Nevertheless, studying these icy worlds in more detail is an exciting prospect that could provide crucial insights into the potential for life beyond Earth.
Robots that dive beneath the ice of Antarctica are already in use. Image: ICEFIN/NASA/SCHMIDT/LAWRENCE
You’re correct, NASA is also planning a mission to Jupiter’s moon Europa called Europa Clipper.

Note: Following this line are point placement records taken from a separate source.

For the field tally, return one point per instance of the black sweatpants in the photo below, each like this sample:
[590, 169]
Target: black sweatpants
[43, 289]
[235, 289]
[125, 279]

Europa Clipper is scheduled to launch in the next year and is expected to arrive at Jupiter just before the Juice mission.
While Juice and Europa Clipper are separate missions led by different space agencies (Juice by the European Space Agency and Europa Clipper by NASA), they have similar objectives in studying Jupiter’s moons, particularly Europa.
Europa Clipper will focus its investigations on Europa, specifically studying its icy surface, subsurface ocean, and geology in detail.
It will carry a suite of scientific instruments, including cameras, spectrometers, and ice-penetrating radar, to collect data on Europa’s composition, structure, and environment.
The mission aims to characterize Europa’s habitability, including the thickness of its icy crust, the depth and composition of its subsurface ocean, and the potential for geologic activity.
Despite being separate missions, there is a collaborative effort between the teams working on Juice and Europa Clipper.
Both missions are expected to provide valuable data and insights into the potential habitability of Jupiter’s moons.
The data obtained from these missions will greatly contribute to our understanding of these icy worlds and their potential for hosting life. However, as with any space mission, the first priority is to ensure safe arrival and operation of the spacecraft before conducting the scientific investigations.